In an effort to learn how to be the best at being a basic, I took a trip to Dubspot’s brand-new West Coast headquarters in Hollywood. Billed as the “world’s electronic music school,” the institution offers courses in everything from sound design to cutting-edge production software to elementary DJing 101.

There’s something inherently absurd to the notion of DJ schools. I once mentioned them in an interview with Madlib and he just kept laughing and asking if DJ schools were actually a real thing. But they are and no more necessarily wrong-headed than creative writing schools, which Kurt Vonnegut once compared to golf: It can’t really be taught, but “a pro can point out obvious flaws in your swing.”
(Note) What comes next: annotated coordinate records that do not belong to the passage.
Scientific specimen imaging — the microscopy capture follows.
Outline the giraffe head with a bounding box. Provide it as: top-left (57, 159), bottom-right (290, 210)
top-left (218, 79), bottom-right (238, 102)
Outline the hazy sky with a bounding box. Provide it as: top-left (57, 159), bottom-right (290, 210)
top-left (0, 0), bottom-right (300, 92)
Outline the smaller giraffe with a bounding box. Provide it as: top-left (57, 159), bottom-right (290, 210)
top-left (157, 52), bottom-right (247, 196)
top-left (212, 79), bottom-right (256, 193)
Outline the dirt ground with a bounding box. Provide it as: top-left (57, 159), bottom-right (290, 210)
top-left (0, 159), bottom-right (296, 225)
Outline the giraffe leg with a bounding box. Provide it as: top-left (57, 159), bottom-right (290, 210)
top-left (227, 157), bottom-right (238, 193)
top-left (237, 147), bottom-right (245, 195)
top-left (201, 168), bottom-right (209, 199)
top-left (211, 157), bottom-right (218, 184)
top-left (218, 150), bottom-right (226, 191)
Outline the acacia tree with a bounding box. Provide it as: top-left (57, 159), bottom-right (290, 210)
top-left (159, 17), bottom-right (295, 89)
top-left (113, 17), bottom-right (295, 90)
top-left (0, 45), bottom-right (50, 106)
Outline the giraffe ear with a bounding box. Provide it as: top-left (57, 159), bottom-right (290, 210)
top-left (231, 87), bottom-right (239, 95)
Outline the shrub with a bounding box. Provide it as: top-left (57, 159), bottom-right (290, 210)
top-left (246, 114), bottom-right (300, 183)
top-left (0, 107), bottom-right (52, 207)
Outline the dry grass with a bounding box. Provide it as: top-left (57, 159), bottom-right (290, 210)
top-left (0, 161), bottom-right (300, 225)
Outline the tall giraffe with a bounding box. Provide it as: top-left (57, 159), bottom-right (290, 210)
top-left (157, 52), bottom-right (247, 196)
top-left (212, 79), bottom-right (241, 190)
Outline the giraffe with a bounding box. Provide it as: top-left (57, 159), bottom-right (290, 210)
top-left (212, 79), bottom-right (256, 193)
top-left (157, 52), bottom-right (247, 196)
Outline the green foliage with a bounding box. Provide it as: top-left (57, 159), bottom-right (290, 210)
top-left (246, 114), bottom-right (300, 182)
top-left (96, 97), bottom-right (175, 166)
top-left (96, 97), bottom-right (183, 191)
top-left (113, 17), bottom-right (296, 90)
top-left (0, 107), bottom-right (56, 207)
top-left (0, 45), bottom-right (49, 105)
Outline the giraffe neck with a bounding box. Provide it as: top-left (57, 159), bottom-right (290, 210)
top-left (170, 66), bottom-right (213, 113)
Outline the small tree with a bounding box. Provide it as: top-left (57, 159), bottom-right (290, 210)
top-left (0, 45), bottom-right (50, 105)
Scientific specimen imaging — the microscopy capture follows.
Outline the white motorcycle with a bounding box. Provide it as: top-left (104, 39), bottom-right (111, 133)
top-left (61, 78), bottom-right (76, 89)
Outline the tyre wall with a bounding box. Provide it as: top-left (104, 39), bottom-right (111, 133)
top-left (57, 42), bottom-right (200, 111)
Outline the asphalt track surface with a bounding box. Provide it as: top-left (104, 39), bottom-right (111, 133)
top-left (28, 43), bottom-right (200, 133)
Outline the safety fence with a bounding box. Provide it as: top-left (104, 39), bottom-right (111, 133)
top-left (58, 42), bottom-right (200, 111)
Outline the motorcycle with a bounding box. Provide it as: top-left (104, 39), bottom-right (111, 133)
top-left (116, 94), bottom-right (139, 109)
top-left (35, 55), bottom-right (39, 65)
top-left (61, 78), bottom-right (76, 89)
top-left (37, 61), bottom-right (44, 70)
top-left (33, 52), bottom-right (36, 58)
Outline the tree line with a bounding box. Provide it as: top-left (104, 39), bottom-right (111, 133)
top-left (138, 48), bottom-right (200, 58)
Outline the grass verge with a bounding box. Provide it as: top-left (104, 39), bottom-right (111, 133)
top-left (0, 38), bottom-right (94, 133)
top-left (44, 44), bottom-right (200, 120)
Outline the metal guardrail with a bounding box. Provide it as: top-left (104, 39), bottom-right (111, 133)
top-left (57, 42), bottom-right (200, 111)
Dubspot cuts no corners. Its studios are tricked out with state-of-the-art consoles and software, and the instructors are consummate professionals, including beat-scene staples Thavius Beck and Mike Parvizi of Team Supreme.

My instructor was English drum and bass star DJ Rap, whom Rolling Stone once described as “making the records that Madonna wanted to make.”

It was daunting for several reasons, many relating to my combination of limited musical gifts and intractable pride. But Rap eloquently and patiently explained how to mix and beat match on Pioneer CDJ hardware.

The limitations of this column space prohibit a lengthy explanation, and maybe that’s dull anyway. If the experiment was to see how hard it was to be pleasantly mediocre, the answer was “not very.” DJs no longer have to painstakingly count out BPMs and label their records with the results. You can sync records to match up. You can do all your digging digitally. Technology relieves the heaviest burden.

But there are things you can’t teach — taste, showmanship and the ability to read a crowd will always separate the real from the cons. No amount of practice or shortcuts can turn you into J. Rocc, D-Styles or Dam-Funk.

But if art isn’t your goal, there’s something refreshingly easy about turning it into a hobby. You can’t become a mediocre DJ in an hour but you can figure out the rudiments.

Great DJs are born, but great mediocre DJs are made.